The split verdict was inconclusive in establishing whether the defense adequately injected reasonable doubt in the authenticity of the evidence because during the post-trial discussion, several of the jurors indicated that the reason they voted to acquit was because they were not convinced that the reason the defendant was trying to get a child was in order to have a slave to do housework. CLCT Director Professor Fred Lederer believes that most if not all of the jurors accepted the fabricated evidence as true. As noted, those who would not have convicted did so for other reasons.

3) Effectiveness of the McGlothlin Courtroom – The system upgrades to the courtroom worked well. In addition to use of presentation technologies, we used pictures of key witnesses for voir dire; live remote testimony of a witness via a new Cisco (Tandberg) Movi portable video conferencing system; realtime transcription; multi-media court record publication via Internet; and jury room electronic display of the evidence. Both Professor Lederer and the trial judge were impressed by the quality of the remote testimony, and the jurors received that testimony well.
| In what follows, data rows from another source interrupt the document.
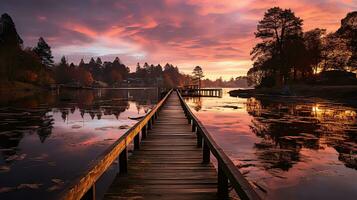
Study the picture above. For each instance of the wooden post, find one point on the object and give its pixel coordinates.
(137, 141)
(90, 194)
(193, 126)
(199, 138)
(123, 161)
(206, 153)
(149, 124)
(222, 185)
(143, 132)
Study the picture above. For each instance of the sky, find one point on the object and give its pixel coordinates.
(217, 35)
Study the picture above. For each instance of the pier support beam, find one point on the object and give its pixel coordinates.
(222, 187)
(123, 161)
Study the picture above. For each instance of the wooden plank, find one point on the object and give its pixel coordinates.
(168, 164)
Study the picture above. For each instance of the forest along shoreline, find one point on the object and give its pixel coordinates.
(346, 94)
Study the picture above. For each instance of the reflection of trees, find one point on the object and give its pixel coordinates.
(32, 114)
(285, 128)
(18, 122)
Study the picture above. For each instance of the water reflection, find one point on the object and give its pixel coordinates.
(288, 148)
(47, 139)
(286, 128)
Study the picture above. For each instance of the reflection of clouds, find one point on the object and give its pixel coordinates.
(58, 135)
(285, 146)
(306, 125)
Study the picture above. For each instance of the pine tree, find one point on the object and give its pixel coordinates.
(198, 75)
(43, 51)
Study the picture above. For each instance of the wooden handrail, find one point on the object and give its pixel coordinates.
(84, 186)
(226, 168)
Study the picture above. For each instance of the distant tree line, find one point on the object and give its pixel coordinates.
(286, 54)
(36, 66)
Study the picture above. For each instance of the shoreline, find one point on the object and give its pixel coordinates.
(346, 94)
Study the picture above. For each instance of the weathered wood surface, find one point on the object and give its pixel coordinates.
(168, 164)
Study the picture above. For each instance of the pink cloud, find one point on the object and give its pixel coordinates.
(215, 34)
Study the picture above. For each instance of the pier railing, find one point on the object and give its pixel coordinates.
(84, 186)
(227, 171)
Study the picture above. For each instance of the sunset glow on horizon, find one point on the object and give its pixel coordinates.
(217, 35)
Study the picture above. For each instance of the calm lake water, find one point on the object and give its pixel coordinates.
(47, 140)
(288, 148)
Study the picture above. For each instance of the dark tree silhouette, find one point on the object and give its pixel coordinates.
(43, 51)
(279, 30)
(348, 31)
(198, 75)
(314, 47)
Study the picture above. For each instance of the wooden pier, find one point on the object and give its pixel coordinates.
(171, 160)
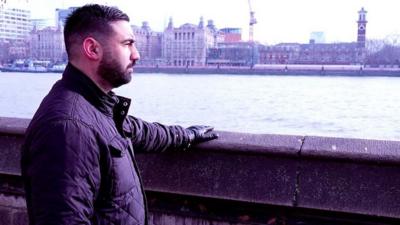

This experiment suffered from a fundamental problem. It was a simulation, and there was no truth. Not only did we not have a real crime or defendant, we also did not have evidence of a real world event. We created the evidentiary exhibits. We did so with highly expert assistance, and we did so with the intent that our situation would duplicate how the evidence would have appeared (or would have responded to forensic computer analysis).

From our perspective, we can conclude that it is possible to create false but highly convincing computer evidence because our experts concluded that it likely would have passed forensic muster. However, because our evidence never existed in the real world we must concede that our conclusion is not based on a real case and is therefore questionable.


Subject to the discussion above, we conclude that it is now possible to create sufficiently well-crafted fraudulent electronic evidence able to withstand expert analysis that the risk cannot be dismissed. However, in the real world, the chance of doing so successfully is probably small as the myriad of other forms of data that would have to concur with the evidence is such that inconsistencies probably would be noted. However, there are so many alternative reasons for the existence or absence of many distinguishing electronic data features that the defense in a criminal case has a substantial chance of prevailing by arguing that the prosecution cannot prove its case beyond a reasonable doubt.

Highly knowledgeable forensic computer experts able to explain technology simply and clearly to jurors or judge are critical for both prosecution and defense. The use of evidence presentation technology to visually explicate matters such as how email works can be important.

To be successful, electronic data prosecutions ought to be accompanied by as much traditional corroborating evidence as may be feasible.

Jurors appear able to understand the basic of computer technology and may well have a greater fundamental understanding than accepted. However, in this non-scientifically controlled experiment, we cannot know whether our jury was representative of others.

As previously ascertained, technology enhanced courtrooms assist jurors in understanding evidence, provide means such as videoconferencing for providing evidence not otherwise available, and appear to speed trial along.

More work is necessary, and controlled scientific studies are highly desirable.